Parecer Jurídico - Ação rescisória trabalhista para desconstituição de julgado por violação literal de lei


PARECER JURÍDICO

Relatório

Trata-se de consulta formulada por xxxx Ltda. acerca da possibilidade de êxito na interposição de recurso contra decisão que indeferiu a petição inicial e extinguiu o processo sem julgamento do mérito (artigos 267, I c/c o 284, parágrafo único, ambos do CPC) nos autos da ação rescisória nº 0000.10.2013.5.10.000, em trâmite perante o Tribunal Regional do Trabalho da 10ª Região (Distrito Federal).

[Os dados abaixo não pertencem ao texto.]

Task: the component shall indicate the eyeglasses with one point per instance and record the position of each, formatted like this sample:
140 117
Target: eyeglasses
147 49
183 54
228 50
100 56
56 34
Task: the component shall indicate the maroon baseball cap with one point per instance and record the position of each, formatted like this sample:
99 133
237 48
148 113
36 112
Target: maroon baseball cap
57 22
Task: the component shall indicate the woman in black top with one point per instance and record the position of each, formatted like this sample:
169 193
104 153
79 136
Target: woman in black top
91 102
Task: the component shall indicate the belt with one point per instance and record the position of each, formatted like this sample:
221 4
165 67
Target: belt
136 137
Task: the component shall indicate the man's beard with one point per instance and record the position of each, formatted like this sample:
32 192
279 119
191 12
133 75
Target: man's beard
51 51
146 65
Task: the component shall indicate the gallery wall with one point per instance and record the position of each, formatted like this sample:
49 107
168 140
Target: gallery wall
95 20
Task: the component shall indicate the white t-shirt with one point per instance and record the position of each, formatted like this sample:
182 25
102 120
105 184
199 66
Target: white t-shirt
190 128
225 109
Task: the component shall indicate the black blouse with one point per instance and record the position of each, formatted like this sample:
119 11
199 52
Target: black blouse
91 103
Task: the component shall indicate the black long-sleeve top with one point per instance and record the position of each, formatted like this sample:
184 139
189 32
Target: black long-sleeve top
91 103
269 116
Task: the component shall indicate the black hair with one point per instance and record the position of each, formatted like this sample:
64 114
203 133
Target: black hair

É o relatório. Passo a opinar.

Fundamentação

O parecer versa sobre ação rescisória ajuizada para desconstituição da coisa julgada operada no acórdão proferido nos autos nº 0000-59.2011.5.10.0001 perante a 1ª Vara do Trabalho de Brasília-DF, em cujo processo a empresa Consulente fora condenada ao pagamento de multa prevista na cláusula 56ª da Convenção Coletiva de Trabalho acima citada, por ter deixado de cumprir obrigação de fazer consistente na entrega de “[...] GFIPs até o décimo quinto dia de cada mês...”, sob pena de“[...] multa de 2% (dois por cento) ao mês sobre o valor das mesmas em benefício do xxxx”, incidindo, como fundamento para o juízo rescindente, a hipótese prevista no artigo 485, inciso V, do Código de Processo Civil (“violação literal de lei”).
Segundo o entendimento da Consulente, a referida cláusula estaria em dissonância com o disposto no artigo 412, do Código Civil, cuja aplicabilidade ao processo do trabalho é corroborada pelo entendimento consubstanciado na Orientação Jurisprudencial n. 54, da Seção de Dissídios Individuais I, do Colendo Superior Tribunal de Justiça, que assim dispõe: “O valor da multa estipulada em cláusula penal, ainda que diária, não poderá ser superior à obrigação principal corrigida, em virtude da aplicação do artigo 412 do Código Civil de 2002 (art. 920 do Código Civil de 1916)”.
O Desembargador xxxx, designado para o julgamento da causa, ao despachar a petição inicial da ação rescisória, assim decidiu:“[...]determinei a emenda da petição inicial, para que a autora cumprisse a exigência do artigo 488, inciso I, do CPC (ID-14011), vindo aos autos a peça identificada pelo ID-14033. Sucede que a parte acresceu, tão somente, o pedido de novo julgamento, sem, todavia, especificar o correspondente conteúdo.”
  Na sequência, assim se manifestou o douto magistrado: “[...] a r. decisão impugnada manteve a condenação imposta à ora autora, no processo originário, a qual corresponde à multa convencional da ordem de 2% de determinadas importâncias mensais, no período de julho de 2009 a março de 2011. Assim sendo, a parcela de maior valor apenas pode corresponder a 26 (vinte seis) vezes o índice em referência, resultando em cominação equivalente a 56% (cinquenta e seis por cento) do principal. E todas as demais, por subsequentes, a ela são inferiores a cada base de cálculo que lhes são pertinentes. Nesse contexto, a proposição versando sobre a ultrapassagem do limite fixado pelo artigo 412 do CPC destoa da causa de pedir, valendo ressaltar que a verba em referência não ostenta o mínimo ponto de contato com a questão do repasse das taxas odontológicas, que sequer foi analisado no r. acórdão rescindendo”.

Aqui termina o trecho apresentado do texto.